Thursday, August 13, 2015

PHMSA Announces Pipeline Risk Modeling Workshop

The DOT’s Pipeline and Hazardous Material Safety Administration (PHMSA) published a meeting notice in today’s Federal Register (80 FR 48620-48621) for a PHMSA Pipeline Risk Modeling Methodologies Public Workshop on September 9th and 10th, 2015 in Arlington, VA.

PHMSA notes that the “workshop will focus on advancing risk modeling approaches by looking at risk modelling methodologies for pipeline and non-pipeline systems, and practical ways that operators can adopt and/or adapt them to the analyses of their systems”.

The draft agenda can be found on the meeting web site and will be updated as the meeting date approaches. That agenda currently includes:

Current Regulatory Requirements for Evaluations of Risk
State Regulatory Perspective
Industry risk improvement approaches post-San Bruno and Marshall events
International Regulatory Perspective - Risk Evaluation Approaches
Other Industry Regulatory Risk Requirements and Approaches
Practical Risk Modelling Challenges
Path Forward (PHMSA)
Panel Discussion / Q&A Opportunity

This is the same meeting that I posted about last month. Where the earlier PHMSA notice was more of a request for abstracts for possible presenters at the meeting, this is a notice about the actual meeting itself. Copies of the submitted abstract can be found here.

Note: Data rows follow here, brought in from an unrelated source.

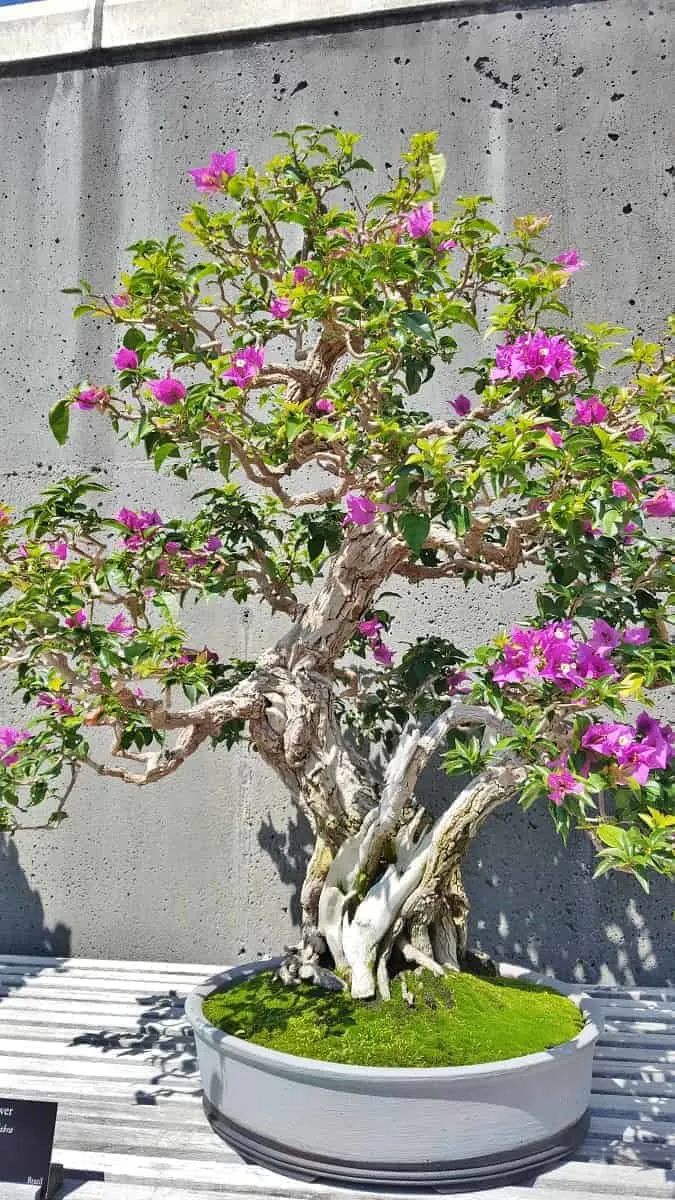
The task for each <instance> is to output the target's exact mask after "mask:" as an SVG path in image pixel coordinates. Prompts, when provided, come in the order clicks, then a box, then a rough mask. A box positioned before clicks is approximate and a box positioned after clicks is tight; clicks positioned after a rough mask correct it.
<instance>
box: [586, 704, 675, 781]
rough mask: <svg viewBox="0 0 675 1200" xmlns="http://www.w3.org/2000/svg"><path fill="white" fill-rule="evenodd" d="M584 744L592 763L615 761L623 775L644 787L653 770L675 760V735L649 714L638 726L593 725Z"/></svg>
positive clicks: (600, 723) (666, 766)
mask: <svg viewBox="0 0 675 1200" xmlns="http://www.w3.org/2000/svg"><path fill="white" fill-rule="evenodd" d="M581 745H583V746H584V749H585V750H589V751H590V755H591V764H592V763H593V758H595V757H599V758H613V760H614V762H615V763H616V764H617V767H619V772H620V774H621V776H623V778H625V779H632V780H634V781H635V782H637V784H639V785H640V786H644V784H646V781H647V779H649V775H650V772H651V770H663V769H664V767H668V766H669V763H670V761H671V760H673V757H675V732H674V731H673V728H671V727H670V726H669V725H661V722H659V721H657V720H656V719H655V718H653V716H650V715H649V713H641V714H640V716H638V720H637V721H635V725H623V724H621V722H619V721H599V722H598V724H596V725H590V726H589V728H587V730H586V732H585V733H584V734H583V737H581Z"/></svg>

This is a public meeting and it will be web cast. Registration for either live attendance or via the web cast can be done on the meeting web site. Public comments on the topic may be submitted before or after the workshop via the Federal eRulemaking Portal (www.Regulations.gov; Docket # PHMSA-2015-0139).

Commentary

While most people consider pipeline risks to be associated with the physical integrity of the pipeline and perhaps preventing damage to the pipeline from a physical attack, it is becoming more and more obvious that gas and hazardous material pipelines are also subject to attacks and accidental damage due to control system hazards.

The introduction to this notice states that:

“To support integrity management requirements, a risk analysis modeling approach must be able to adequately characterize all pipeline integrity threats [emphasis added] and consequences concurrently, and the impact of measures to reduce risk must be evaluated.”


It is disappointing to see that this cyber threats (both deliberate and incidental) do not seem to have been addressed by any of the abstracts submitted for this workshop and it is not mentioned in the draft agenda for this workshop. Perhaps a discussion about the need to include the cyber perspective in any comprehensive risk model for pipelines should be added by PHMSA.